Abbiamo lavorato tutti insieme suonando live in studio, alla vecchia maniera, con qualche sovraincisione, a L.A. Sono tutti musicisti fantastici: stare tutti in una stanza e vedere come lavoravano è stato per me interessantissimo. Nonostante sia amico di Matt Bellamy da oltre 10 anni – ho anche suonato dal vivo coi Muse a Milano – non avevo mai avuto l’opportunità di lavorare con lui. Vederlo all’opera in studio, ma anche vedere Graham Coxon che suonava la chitarra è stata davvero tanta roba.
I pezzi sono tutte cover vintage rock’n’roll e Motown, ma il sound è piuttosto moderno.
Sì, infatti questa secondo me è una cosa interessante del disco: tutti i brani sono cover, ma visto che li abbiamo suonati e registrati nel 2020 ci è venuto in mente che potevamo fare un update a livello di suoni e produzione, usando strumentazione più moderna, con lo scopo di trasportare i pezzi nella nostra epoca. Quindi le chitarre, gli effetti, gli amplificatori… abbiamo usato tante cose moderne che permettono maggiore versatilità, lasciano spaziare di più a livello di suoni.
Immagino il Covid-19 vi abbia penalizzato, come tutti gli altri artisti. Come è la vostra situazione attuale?

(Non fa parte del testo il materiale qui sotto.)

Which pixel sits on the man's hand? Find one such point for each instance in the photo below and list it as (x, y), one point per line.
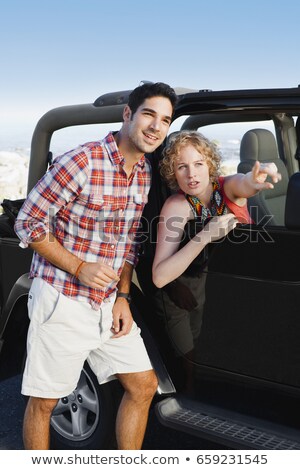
(122, 318)
(218, 227)
(97, 275)
(261, 171)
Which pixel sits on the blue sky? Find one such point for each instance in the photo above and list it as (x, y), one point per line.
(59, 52)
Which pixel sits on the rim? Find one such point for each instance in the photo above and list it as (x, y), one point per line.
(76, 416)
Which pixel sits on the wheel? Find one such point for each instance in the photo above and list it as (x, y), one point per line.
(85, 419)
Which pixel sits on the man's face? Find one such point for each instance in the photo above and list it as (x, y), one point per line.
(149, 125)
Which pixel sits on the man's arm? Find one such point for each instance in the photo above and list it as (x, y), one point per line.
(97, 275)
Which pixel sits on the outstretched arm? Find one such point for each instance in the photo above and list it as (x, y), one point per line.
(239, 187)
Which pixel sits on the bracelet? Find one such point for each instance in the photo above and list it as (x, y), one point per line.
(79, 268)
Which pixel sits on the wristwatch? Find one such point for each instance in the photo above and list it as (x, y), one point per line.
(125, 296)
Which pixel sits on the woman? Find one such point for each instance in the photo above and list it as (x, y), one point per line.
(191, 164)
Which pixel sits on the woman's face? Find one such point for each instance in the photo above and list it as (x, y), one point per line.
(192, 171)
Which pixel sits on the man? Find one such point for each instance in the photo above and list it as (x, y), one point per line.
(81, 219)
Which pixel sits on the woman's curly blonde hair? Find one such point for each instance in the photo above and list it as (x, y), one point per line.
(204, 146)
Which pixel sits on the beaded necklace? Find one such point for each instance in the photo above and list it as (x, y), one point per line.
(217, 204)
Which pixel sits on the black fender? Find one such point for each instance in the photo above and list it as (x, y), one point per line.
(13, 329)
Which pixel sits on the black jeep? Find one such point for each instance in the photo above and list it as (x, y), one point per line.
(232, 374)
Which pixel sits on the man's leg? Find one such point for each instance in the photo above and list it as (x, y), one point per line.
(132, 417)
(36, 427)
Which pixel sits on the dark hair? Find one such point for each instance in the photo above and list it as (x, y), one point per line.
(149, 90)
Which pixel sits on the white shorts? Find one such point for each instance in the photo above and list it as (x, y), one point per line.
(63, 333)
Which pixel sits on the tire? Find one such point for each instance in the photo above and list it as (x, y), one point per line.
(85, 419)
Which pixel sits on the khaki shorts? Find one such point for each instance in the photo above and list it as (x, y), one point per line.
(63, 333)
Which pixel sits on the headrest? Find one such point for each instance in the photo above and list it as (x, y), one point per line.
(292, 212)
(258, 144)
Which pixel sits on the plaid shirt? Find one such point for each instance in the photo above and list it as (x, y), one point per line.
(86, 200)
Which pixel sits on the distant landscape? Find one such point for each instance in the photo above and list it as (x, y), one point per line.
(14, 163)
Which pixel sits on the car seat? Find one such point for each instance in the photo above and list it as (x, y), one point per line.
(266, 207)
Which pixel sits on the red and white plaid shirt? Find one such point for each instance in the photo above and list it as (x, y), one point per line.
(86, 200)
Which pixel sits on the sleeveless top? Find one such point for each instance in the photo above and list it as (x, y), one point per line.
(219, 205)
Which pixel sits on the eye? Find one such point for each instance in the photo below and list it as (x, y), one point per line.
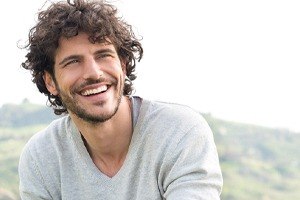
(71, 62)
(104, 55)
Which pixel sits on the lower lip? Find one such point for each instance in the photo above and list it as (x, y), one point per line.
(98, 97)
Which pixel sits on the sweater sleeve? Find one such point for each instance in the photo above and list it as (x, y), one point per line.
(193, 170)
(32, 185)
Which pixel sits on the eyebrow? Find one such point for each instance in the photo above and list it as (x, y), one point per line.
(69, 58)
(106, 50)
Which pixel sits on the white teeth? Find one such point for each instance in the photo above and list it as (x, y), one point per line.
(94, 91)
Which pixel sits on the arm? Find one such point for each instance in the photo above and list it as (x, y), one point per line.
(193, 171)
(32, 185)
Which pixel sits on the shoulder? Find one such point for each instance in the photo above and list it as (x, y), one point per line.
(43, 144)
(174, 124)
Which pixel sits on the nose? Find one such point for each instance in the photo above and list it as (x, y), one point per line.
(92, 70)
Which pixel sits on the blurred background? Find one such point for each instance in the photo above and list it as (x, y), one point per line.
(234, 61)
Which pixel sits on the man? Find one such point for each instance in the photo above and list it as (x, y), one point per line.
(109, 144)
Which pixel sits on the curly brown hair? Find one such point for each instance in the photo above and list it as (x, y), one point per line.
(66, 19)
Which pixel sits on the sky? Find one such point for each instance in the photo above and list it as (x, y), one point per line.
(238, 60)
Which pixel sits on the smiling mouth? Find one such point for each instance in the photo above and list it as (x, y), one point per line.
(94, 91)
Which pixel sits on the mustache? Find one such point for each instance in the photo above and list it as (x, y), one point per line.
(88, 82)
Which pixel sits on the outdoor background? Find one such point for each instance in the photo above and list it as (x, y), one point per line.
(235, 61)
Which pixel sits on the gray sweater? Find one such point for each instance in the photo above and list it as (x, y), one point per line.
(172, 155)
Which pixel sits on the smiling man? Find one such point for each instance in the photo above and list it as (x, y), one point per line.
(109, 144)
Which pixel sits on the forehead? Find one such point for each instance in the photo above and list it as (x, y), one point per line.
(80, 44)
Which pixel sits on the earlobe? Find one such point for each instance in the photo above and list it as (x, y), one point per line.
(50, 84)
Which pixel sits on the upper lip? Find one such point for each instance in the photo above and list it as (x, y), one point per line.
(89, 88)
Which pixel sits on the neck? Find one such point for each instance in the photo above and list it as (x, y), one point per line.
(108, 142)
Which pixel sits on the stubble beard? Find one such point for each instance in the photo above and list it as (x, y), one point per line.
(72, 105)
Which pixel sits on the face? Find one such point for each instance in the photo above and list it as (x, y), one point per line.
(89, 78)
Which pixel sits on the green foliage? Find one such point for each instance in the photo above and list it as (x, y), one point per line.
(25, 114)
(256, 162)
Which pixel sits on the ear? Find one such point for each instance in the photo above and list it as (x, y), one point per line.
(50, 84)
(123, 65)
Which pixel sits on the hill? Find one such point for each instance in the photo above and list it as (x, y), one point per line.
(257, 162)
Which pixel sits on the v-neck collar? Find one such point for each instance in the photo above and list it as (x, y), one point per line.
(87, 161)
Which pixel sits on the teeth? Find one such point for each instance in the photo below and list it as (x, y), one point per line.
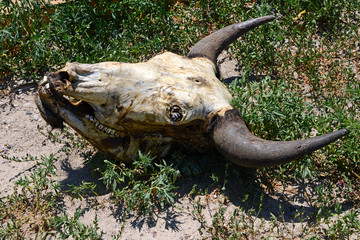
(103, 128)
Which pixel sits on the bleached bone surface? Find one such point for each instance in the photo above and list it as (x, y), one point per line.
(146, 106)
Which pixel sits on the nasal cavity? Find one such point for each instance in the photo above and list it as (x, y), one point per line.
(175, 113)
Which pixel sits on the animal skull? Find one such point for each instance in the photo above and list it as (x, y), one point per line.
(123, 107)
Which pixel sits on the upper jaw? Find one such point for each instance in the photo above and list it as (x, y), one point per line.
(54, 105)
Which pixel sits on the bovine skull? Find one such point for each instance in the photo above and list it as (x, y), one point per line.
(121, 108)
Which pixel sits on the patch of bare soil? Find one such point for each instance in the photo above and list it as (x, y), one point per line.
(19, 135)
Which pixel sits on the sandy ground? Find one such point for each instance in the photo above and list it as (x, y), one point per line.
(19, 135)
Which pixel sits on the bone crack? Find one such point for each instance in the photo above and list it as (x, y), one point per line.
(105, 129)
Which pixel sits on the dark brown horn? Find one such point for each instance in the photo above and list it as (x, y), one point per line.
(211, 46)
(233, 139)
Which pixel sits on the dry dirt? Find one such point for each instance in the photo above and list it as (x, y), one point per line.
(19, 135)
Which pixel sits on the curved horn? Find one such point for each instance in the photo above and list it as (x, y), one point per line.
(211, 46)
(233, 139)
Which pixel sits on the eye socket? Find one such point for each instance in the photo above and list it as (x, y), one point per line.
(175, 113)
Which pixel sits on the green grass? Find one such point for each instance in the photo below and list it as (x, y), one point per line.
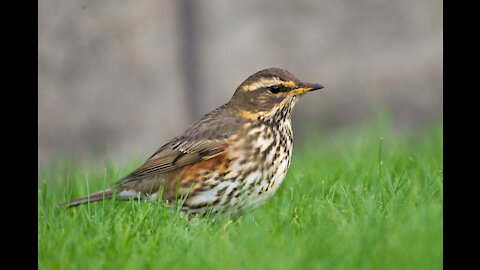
(368, 198)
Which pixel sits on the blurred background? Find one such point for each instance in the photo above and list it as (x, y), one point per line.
(119, 78)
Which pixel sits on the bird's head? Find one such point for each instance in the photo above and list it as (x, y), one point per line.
(269, 92)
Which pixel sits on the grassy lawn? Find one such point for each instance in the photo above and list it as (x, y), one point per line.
(368, 198)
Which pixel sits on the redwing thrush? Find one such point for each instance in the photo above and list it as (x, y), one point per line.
(231, 160)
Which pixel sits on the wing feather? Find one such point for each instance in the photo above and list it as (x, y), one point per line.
(205, 139)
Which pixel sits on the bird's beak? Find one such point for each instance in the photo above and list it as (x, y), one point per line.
(306, 87)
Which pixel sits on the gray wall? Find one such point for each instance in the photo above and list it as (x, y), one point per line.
(115, 77)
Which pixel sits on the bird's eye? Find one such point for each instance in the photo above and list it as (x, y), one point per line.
(275, 89)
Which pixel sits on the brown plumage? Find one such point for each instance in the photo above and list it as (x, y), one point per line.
(231, 160)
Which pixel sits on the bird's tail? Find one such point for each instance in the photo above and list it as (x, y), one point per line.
(93, 197)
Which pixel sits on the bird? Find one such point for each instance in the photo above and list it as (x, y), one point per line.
(232, 160)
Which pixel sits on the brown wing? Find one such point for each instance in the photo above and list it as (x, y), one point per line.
(205, 139)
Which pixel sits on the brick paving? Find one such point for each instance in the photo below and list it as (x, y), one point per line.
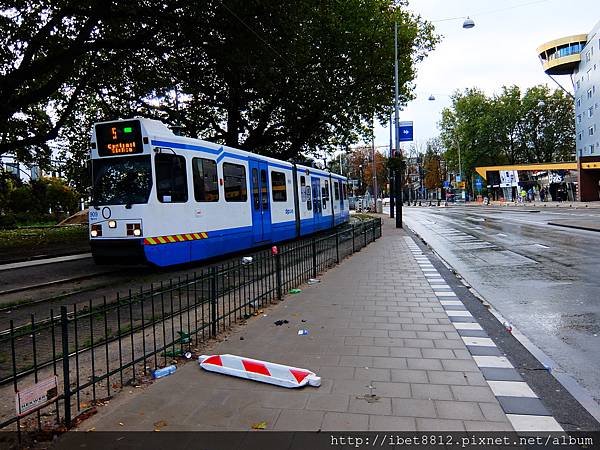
(375, 326)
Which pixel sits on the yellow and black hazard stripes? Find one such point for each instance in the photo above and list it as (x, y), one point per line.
(175, 238)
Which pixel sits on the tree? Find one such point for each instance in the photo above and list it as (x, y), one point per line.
(432, 165)
(508, 128)
(52, 51)
(271, 76)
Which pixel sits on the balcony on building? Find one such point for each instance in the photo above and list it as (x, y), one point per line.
(562, 56)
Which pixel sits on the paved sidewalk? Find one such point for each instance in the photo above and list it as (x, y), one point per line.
(374, 320)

Avevamo parecchi concerti programmati quest’anno, per promuovere il disco, ma purtroppo la pandemia ha fatto saltare tutto. Al momento non abbiamo piani alternativi, ma la cosa positiva è che non potendo fare concerti abbiamo già deciso di fare subito un secondo disco, senza aspettare.
Saranno ancora cover?
Non so dirtelo. Quando abbiamo iniziato a suonare insieme c’era anche l’idea di provare a creare pezzi originali, ma la cosa si è rivelata un po’ troppo difficoltosa. In particolare per Matt: lui all’inizio desiderava ritagliarsi un anno easy, senza impegni e senza avere la pressione di dover scrivere nuova musica. C’è da dire che adesso ci conosciamo tutti molto meglio, siamo più legati e quindi ci sarebbero le condizioni per provare a sperimentare qualcosa di nuovo. Ma onestamente non lo so in questo momento. Sarebbe figo, però.
In effetti è un po’ strano che un gruppo di musicisti come il vostro esegua solo pezzi di altri.
Vedi, in realtà il fatto è che ognuno di noi sta già facendo altre cose con la musica. E il bello di questo progetto è che è nato veramente solo per il piacere di suonare, quindi riproporre pezzi che già esistono è un atto di amore nei confronti della musica. Anzi, a pensarci bene, temo che se facessimo pezzi nostri il mood cambierebbe tantissimo.
Ma le canzoni del disco chi le ha scelte?
Le hanno selezionate Matt e Jamie Davis, l’altro chitarrista. Jamie ha fatto le ricerche sui brani, mentre Matt ha prodotto il disco. Non so come si siano accordati con Miles, ma con me hanno cercato di capire se fossi in grado di cantare i brani che avevano scelto.